I've made him an appointment but I can't get there until thursday morning. The avian vet is 2hrs away and I have to drop my car off at the shop tomorrow morning. I've set up a rental so I can take him but I can't pick it up until tomorrow evening... we only have regular vets here in town and none of them treat birds. I've read that illness in birds can get bad really quick. I'm so worried... Thursday seems so long to wait :'(


----------



## StarlingWings (Mar 15, 2013)

I agree that if he's constantly like in the pictures, he doesn't look so good. The important thing to do if you can't get to the vet right now is to make sure his immune system doesn't get any weaker. Keep him warm, you may want to cover his cage with a towel partway and if you have a heat lamp, that would be good, too. If you don't, you can use a hot water bottle wrapped in a towel at the bottom of the cage. Also, to keep up his immune response, a few drops of organic, unfiltered apple cider vinegar can help. Finally, give him some millet soaked in electrolyte so his activity stays stable. For now, that's really all you can do. Hopefully he doesn't get worse overnight, and if he does, you may have to take him to an emergency vey. 
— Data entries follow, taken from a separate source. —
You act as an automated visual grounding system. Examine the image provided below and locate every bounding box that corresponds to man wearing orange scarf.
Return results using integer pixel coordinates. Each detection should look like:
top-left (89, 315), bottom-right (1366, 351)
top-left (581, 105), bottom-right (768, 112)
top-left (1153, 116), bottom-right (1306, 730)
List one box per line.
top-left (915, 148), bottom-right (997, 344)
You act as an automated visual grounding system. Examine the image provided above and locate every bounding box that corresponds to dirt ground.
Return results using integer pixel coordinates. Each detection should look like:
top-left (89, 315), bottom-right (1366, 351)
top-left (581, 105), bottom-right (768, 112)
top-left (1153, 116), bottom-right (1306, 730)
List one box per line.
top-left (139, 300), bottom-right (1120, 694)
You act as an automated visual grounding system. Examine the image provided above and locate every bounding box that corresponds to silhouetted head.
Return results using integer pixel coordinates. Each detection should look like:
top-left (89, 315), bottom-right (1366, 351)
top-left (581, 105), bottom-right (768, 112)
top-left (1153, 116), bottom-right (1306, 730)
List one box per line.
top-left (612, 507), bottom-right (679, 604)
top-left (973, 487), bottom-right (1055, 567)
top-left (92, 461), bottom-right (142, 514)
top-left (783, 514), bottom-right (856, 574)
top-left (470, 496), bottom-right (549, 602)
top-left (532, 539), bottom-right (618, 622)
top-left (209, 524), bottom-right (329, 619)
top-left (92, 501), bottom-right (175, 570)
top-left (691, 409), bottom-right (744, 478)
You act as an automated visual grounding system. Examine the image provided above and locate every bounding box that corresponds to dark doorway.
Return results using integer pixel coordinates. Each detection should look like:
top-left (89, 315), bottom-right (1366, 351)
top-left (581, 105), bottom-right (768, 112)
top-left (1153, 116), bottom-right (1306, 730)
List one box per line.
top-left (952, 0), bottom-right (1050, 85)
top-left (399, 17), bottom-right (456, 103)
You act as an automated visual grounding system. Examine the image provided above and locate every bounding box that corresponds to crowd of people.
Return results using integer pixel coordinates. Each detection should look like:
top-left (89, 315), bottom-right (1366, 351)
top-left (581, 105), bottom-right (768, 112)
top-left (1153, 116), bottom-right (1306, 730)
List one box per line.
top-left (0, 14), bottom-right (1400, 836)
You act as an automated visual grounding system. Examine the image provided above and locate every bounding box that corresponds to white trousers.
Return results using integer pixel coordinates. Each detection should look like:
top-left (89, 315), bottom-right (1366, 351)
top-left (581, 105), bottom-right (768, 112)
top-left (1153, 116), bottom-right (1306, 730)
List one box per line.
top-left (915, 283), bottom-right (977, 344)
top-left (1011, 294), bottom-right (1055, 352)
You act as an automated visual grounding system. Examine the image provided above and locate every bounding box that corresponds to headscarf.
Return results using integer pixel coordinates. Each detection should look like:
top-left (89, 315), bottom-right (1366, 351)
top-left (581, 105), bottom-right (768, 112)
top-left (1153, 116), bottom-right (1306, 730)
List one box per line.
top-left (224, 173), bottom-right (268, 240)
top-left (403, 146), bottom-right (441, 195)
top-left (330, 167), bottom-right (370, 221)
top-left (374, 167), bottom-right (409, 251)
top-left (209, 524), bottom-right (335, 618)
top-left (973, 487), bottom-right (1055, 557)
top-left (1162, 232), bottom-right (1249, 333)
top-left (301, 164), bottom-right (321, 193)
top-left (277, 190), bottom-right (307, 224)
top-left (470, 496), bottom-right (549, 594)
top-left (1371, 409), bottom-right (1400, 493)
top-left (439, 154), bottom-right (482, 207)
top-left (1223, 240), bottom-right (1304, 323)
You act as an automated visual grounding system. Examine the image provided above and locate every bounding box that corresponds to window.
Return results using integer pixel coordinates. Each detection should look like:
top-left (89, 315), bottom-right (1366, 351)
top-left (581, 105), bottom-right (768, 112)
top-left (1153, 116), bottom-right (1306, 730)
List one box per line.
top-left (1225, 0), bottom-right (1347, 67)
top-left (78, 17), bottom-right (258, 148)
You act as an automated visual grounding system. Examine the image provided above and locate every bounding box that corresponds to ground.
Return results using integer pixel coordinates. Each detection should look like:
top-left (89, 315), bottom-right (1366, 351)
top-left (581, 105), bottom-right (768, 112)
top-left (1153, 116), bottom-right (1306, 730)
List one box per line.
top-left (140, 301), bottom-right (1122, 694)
I sincerely hope this handsome little guy is okay! Please keep us posted on his condition :hug:


----------



## Amhavard (Jul 21, 2015)

Thank you both for taking the time to give advice.. I've got him covered and a warm water bottle in there.. I've mixed the recipe that was in the Guardian angel sticky... but how much soaked millet should I offer him at a time and how often? Like 3 or 4 of the little clusters (I don't know the technical term) or as much as he will eat? I have my alarm set for every couple hours so I can keep the bottle warm through the night, so if I need to I can give him some millet every time I get up to check on him.. I wish I could just snuggle him and love on him but I know that would probably stress him out since he didn't like to be held before.. i feel so helpless! Oh, another question, Besides hand washing and keeping the cages meticulously clean, are there any other precautions I should take to keep from putting my other budgie at risk? She's in a different room and cage, and they've only had contact once, the first day he got here, not by my choice, but it happened... (I posted on this incident a few weeks ago).. should I take them both to the vet when i go, or would it be risky too travel with them in the same vehicle? I'm sorry for bombarding yall with questions.. I've just never been through this before.. :'(


----------



## StarlingWings (Mar 15, 2013)

As long as your other budgie has not come into contact since and she's not showing any similar symptoms, I wouldn't risk it and just take him to the vet. 

As for the millet, I would keep some in there at all times if he's not eating, if he is, I would give him a few (like four or five, maybe) little clusters along with his normal feed to keep up his energy. 

Don't worry about all the questions, we're here to help  Keep us posted and good luck! :hug:


----------



## Amhavard (Jul 21, 2015)

My little man seems a lot better today.. he isn't puffed up anymore! He's eating and drinking and having some soaked millet every now and then. He is also responding to the chirps from my girl in the other room.. he wasn't making any noise at all yesterday. I'm still gonna take him to the vet tomorrow just to be safe. I'm so nervous about it! They told me they will do lab work since he may be sick.. does that mean they're gonna draw blood or something? That has to be hard to watch. I hope he won't be traumatized and hate me for it. I'm just gonna hope for the best! Anyways, since he's no longer puffed, should I take away the warm bottle, or leave it in case he wants it?


----------



## StarlingWings (Mar 15, 2013)

I would leave it, and just scoot it over to one side of the cage so he can get away from the heat if he wants. 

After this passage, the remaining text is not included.